Friday, July 9, 2010

Morning Update/ Market Thread 7/9

Good Morning,

Equity futures are roughly flat this morning, the dollar is higher, gold is higher, and bonds are flat.

The only economic report today is wholesale trade which is released at 10 Eastern.

Yesterday chain store sales came in weak and Consumer Credit came in much lower than expectations for May with a very large revision lower for April. Here’s Econoday:
Consumer credit contracted a sharp $9.1 billion in May with April revised to show an even more severe $14.9 billion contraction. The April revision is very surprising given the initial reading of a $1.0 billion gain!

Revolving credit contracted $7.4 billion in May and contracted $8.3 billion in April. Non-revolving credit shows a $1.8 billion contraction in May on top of a $6.5 billion contraction in April. Neither category is likely to show much improvement in June given indications from today's soft store sales report and last week's soft unit vehicle sales.

Consumer credit had been leveling earlier this year but now appears to be on a double dip. This report could set stocks in reverse during the last hour of trading.

Everyone keeps talking about that “double dip,” but where is it? Take a look at that chart, there was no rebound in Consumer Credit. Nice revision by the way.

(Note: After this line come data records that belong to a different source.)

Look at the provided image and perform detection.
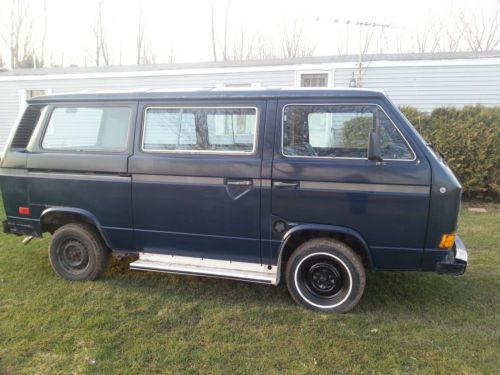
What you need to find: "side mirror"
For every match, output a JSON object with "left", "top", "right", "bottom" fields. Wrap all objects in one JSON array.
[{"left": 368, "top": 130, "right": 384, "bottom": 162}]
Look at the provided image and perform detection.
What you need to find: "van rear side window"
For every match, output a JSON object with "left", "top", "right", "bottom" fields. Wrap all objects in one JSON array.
[
  {"left": 142, "top": 107, "right": 257, "bottom": 153},
  {"left": 42, "top": 107, "right": 130, "bottom": 152}
]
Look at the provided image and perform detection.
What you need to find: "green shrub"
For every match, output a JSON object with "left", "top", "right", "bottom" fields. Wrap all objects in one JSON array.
[{"left": 401, "top": 105, "right": 500, "bottom": 196}]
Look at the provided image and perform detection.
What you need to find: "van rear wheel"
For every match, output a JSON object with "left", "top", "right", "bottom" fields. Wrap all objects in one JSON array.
[
  {"left": 286, "top": 238, "right": 366, "bottom": 313},
  {"left": 49, "top": 223, "right": 109, "bottom": 281}
]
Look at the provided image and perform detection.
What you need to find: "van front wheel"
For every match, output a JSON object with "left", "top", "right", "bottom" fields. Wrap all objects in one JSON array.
[
  {"left": 286, "top": 238, "right": 365, "bottom": 313},
  {"left": 49, "top": 223, "right": 109, "bottom": 281}
]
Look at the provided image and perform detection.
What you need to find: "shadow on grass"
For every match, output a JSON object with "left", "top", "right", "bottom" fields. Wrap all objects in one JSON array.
[{"left": 102, "top": 259, "right": 484, "bottom": 317}]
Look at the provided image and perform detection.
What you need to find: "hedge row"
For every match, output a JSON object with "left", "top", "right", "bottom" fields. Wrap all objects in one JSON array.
[{"left": 401, "top": 105, "right": 500, "bottom": 197}]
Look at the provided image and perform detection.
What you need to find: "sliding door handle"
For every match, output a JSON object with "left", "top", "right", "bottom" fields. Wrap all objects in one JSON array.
[
  {"left": 273, "top": 181, "right": 299, "bottom": 189},
  {"left": 226, "top": 180, "right": 252, "bottom": 186}
]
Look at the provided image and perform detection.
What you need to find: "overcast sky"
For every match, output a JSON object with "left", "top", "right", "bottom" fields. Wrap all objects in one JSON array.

Interestingly in Canada their latest jobs report showed that 93,000 jobs were created last month, five times more than was expected. This is bringing about speculation that Canada may have to raise rates. That would set up an interesting dynamic that would likely strengthen the Canadian dollar. It’s also an enigma as Canada is sitting on a housing bubble that appears to just now be beginning to burst (Vancouver’s home sales just plummeted 30%), but their federal government is in a much better position debt wise than most of the other western countries. If they can refrain from bailing out the banks and mortgages, they will fare far better.

Yesterday’s move higher seems to confirm Wednesday’s 90% romp, that continues to give the Bulls confidence. But the wave count seems to suggest that yesterday’s sideways move during the day was a wave 4 movement with the late day rally being all or part of wave 5. If that’s the case, then it’s likely that wave 3 of 3 will begin early next week and we should see this wave 2 movement wrap up soon as we have now retraced roughly 50% of the prior wave. It is possible that we retrace up to the 61.8% mark, and it’s also possible that this wave is just wave a of and a,b,c for wave 2. We won’t know for sure until we break below the bottom wedge boundary you can see on this 20 minute chart of the SPX below:

Also note that the gaps have not filled entirely yet, so there may be a little bit more to go on the upside before the next pullback begins. Gaps are like a vacuum, and nature works diligently to fill voids – think of them like low pressure areas, and like all things in nature that flow, prices also seek the path of least resistance flowing from high pressure to low.

As I looked around the charts last night I noticed that there were many hammers around. The one on the XLF is very prominent and prices this morning are having difficulty getting over it. If prices fail to close over that hammer today, it may be a valid reversal indicator. Below is a 3 month daily chart of the XLF:

Thank you to everyone who kept the daily thread going yesterday, I appreciate it!